Hello,
We have an installation of Splunk with a third party Splunk app which reads W3C log files. This is the third time I've installed this same set up on a different server. The first two installations are working fine, but the third installation has ballooned up in size to 200 GB (The other installations take up significantly less space). Most of the space is taken up by colddb in _internaldb.
Does anyone know why this could happen? I've only uploaded ~50 MB of log files. What could cause the internal index to increase in size by that much?
Note: The only difference with the third installation was that I changed the system time of the server to a September 5th, and then changed it back to current time after a few minutes. I did run a summary script to populate summary indexes when the system time was changed to September 5th.

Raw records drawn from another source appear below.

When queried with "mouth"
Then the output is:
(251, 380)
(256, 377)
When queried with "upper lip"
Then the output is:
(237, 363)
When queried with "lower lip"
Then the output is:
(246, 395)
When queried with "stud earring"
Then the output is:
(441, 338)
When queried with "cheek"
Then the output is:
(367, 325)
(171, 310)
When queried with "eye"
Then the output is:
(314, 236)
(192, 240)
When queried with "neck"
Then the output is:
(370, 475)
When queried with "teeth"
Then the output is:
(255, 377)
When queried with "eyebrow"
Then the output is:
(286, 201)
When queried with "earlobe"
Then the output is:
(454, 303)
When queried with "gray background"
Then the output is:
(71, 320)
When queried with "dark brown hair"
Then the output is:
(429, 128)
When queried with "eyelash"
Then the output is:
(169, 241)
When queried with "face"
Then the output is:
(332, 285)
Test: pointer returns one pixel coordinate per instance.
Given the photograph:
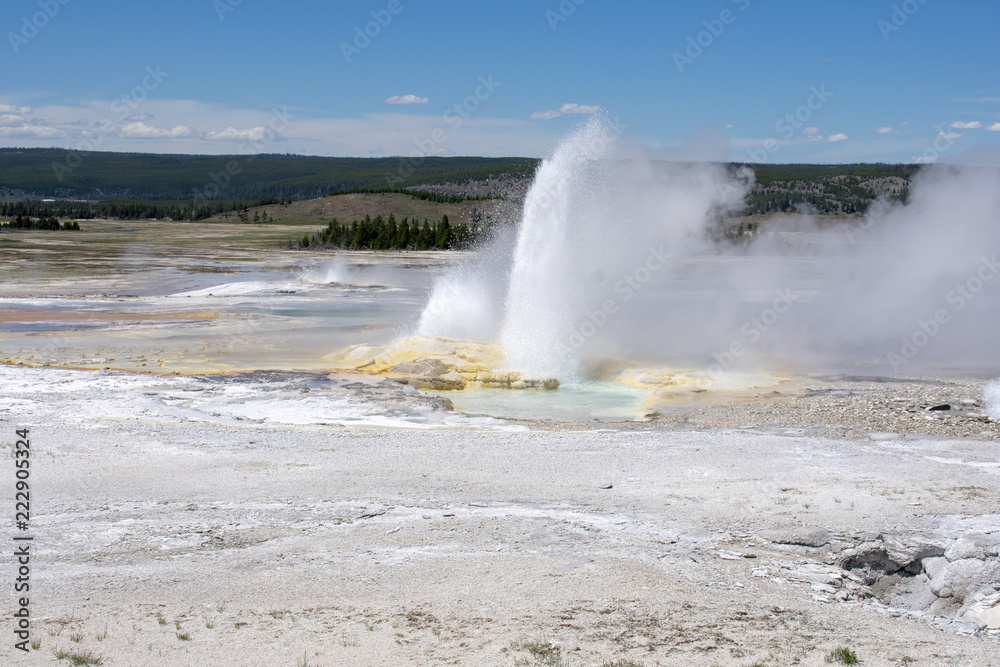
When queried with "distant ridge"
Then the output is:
(62, 174)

The _internal index is the index of Splunk's own log data. The simplest answer is to change the retention (max data size) of the _internal database. Out of the box, it defaults to 500GB.
Again, the _internal index is where Splunk logs its own operations. This includes visits to the Splunk UI, reports of its own activities, error logs if any, etc.
I appreciate that "it should look like the others", but if you're viewing the data in any different way, or if there is an error specific to that host, or a myriad of other possible causes, the logs for that host would be bigger than the other installs.
You can get more of a hint by checking the $SPLUNK_HOME/var/log/splunk directory (this is what goes to _internal) for large files.
What is a good size to set this to?
You're right that we have to set up the maximum retention size, it should be the first step. I am concerned about new data being added where there should be none. By setting the retention size and not addressing the issue of unnecessary data, we might end up archiving the older, useful data and replacing it with newer corrupted data.